This is a prerelease version.

View latest

Running Data Pipelines

Data Pipelines allow you to process data stored in one location and send the result to another, such as from a data lake to an analytics database or into a payment processing system. You can also use the same source and sink so the pipeline only processes data.

With the Hazelcast Platform Operator, you can run Data Pipelines from existing JAR files for processing data. Data Pipelines, depending on the data source, can be used for stream or batch processing. To create a Data Pipeline using JetJob CR, the Jet Engine in the Hazelcast CR must be configured. It is required to set enable and resourceUploadEnabled to true.

To understand the Data Pipelines and the Jet Engine, refer to Platform documentation.

For a worked example, see the Run a data pipeline using Jet tutorial.

Configuring the JetJob Resource

Below are the configuration options for the JetJob resource. You can find more detailed information in API Reference page.

Field Description

name

Name of the Jet Job to be created. If empty, the CR name will be used.
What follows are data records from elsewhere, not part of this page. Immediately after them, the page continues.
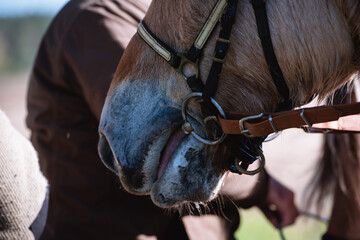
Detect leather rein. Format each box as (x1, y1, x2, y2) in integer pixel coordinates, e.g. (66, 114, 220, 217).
(137, 0, 360, 175)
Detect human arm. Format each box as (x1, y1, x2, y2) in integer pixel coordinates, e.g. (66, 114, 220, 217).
(257, 175, 299, 228)
(220, 169, 299, 228)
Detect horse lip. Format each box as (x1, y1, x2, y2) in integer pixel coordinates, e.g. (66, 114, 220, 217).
(156, 108, 207, 181)
(157, 127, 186, 179)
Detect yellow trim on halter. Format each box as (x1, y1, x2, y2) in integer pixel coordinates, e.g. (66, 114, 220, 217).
(137, 22, 172, 62)
(137, 0, 228, 63)
(194, 0, 228, 49)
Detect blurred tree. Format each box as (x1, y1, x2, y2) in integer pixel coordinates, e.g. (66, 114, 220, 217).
(0, 16, 51, 77)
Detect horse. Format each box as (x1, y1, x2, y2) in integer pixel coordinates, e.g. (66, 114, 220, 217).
(98, 0, 360, 237)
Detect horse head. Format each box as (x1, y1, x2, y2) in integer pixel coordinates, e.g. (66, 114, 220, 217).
(98, 0, 360, 208)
It cannot be updated after the Jet Job is created successfully.

hazelcastResourceName

HazelcastResourceName defines the name of the Hazelcast resource.

state

State is used to manage the job state. The default value is 'Running' and its value must be Running when the JetJob object is created for the first time.

jarName

JarName specify the name of the Jar to run that is present on the member

mainClass

MainClass is the name of the main class that will be run on the submitted job

bucketConfig

JAR file that is specified in the jarName from an external bucket are placed accessible for the member when the following parameter values are supplied:

  • secretName: Name of the Secret object which holds the credentials for your cloud provider.

  • bucketURI: Full path for the external bucket. For example: gs://your-bucket/path/to/jars.

remoteURL

URL from where the file will be downloaded.

URL parameters

The bucketURI parameter can be used for additional configuration. For example, to specify an AWS S3 URL to send requests to, you can use the endpoint parameter: s3://my-bucket?endpoint=my.endpoint.url&disableSSL=true&s3ForcePathStyle=true.
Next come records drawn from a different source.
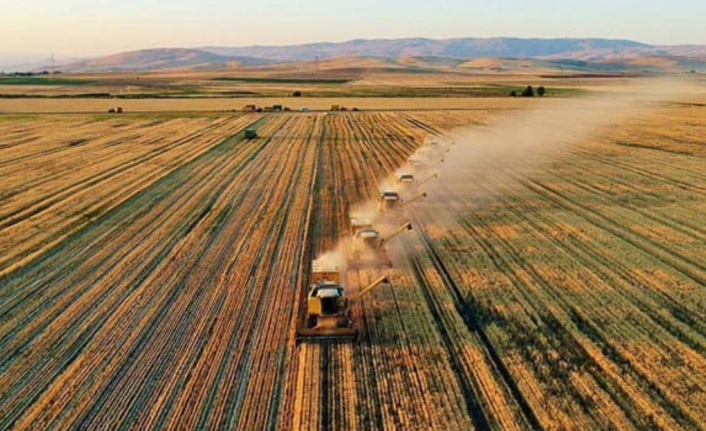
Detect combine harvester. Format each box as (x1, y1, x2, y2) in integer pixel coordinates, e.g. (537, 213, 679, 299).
(377, 191, 403, 213)
(244, 128, 258, 139)
(349, 221, 413, 268)
(397, 172, 438, 191)
(296, 260, 390, 341)
(377, 190, 427, 214)
(397, 173, 415, 184)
The following options are supported:

Field Description

region

The AWS region for requests

endpoint

The endpoint URL (hostname only or fully qualified URI)

disable_ssl, or disableSSL

A value of true disables SSL when sending requests

s3_force_path_style, s3ForcePathStyle

A value of true forces the request to use path-style addressing

dualstack

A value of true enables dual stack (IPv4 and IPv6) endpoints

fips

A value of true enables the use of FIPS endpoints

Providing the JAR file for the Data Pipeline

To run the Data Pipeline, you need to provide a JAR file that contains the Pipeline. The JAR file can be pre-downloaded before the cluster starts by configuring the jet.bucketConfig, jet.remoteURLs, or jet.configMaps in the Hazelcast CR. This way, all the files in the bucket will be accessible to the member when the cluster starts. Another option is to configure bucketConfig or remoteURL in the JetJob CR. This way, only the JAR file specified in the jarName parameter will be downloaded in the runtime before starting the Data Pipeline.

JetJob state management

Once the job is created, you can use state field to manage its lifecycle. The following state values are available:

  • Running. All the jobs must be created with the Running state. It will run the newly created job or will start the Suspended job.

  • Suspended. Gracefully suspends the Running job.

  • Canceled. Gracefully stops the job.

  • Restarted. Suspends and resumes the job in one step.

Deleting the JetJob resource will forcefully cancel the job.

Example Configuration

The following JetJob resource runs the Data Pipeline for the Hazelcast resources on the source Hazelcast cluster from my-data-pipeline.jar.

Example configuration
apiVersion: hazelcast.com/v1alpha1
kind: Hazelcast
metadata:
  name: hazelcast
spec:
  clusterSize: 3
  repository: 'docker.io/hazelcast/hazelcast-enterprise'
  jet:
    enabled: true
    resourceUploadEnabled: true
    bucketConfig:
      secretName: br-secret-gcp
      bucketURI: "gs://your-bucket/path/to/jars"
  licenseKeySecretName: hazelcast-license-key
---
apiVersion: hazelcast.com/v1alpha1
kind: JetJob
metadata:
  name: jet-job-sample
spec:
  name: my-test-jet-job
  hazelcastResourceName: hazelcast
  state: Running
  jarName: my-data-pipeline.jar
For further information about accessing resources on different cloud providers, see Authorization Methods to Access Cloud Provider Resources.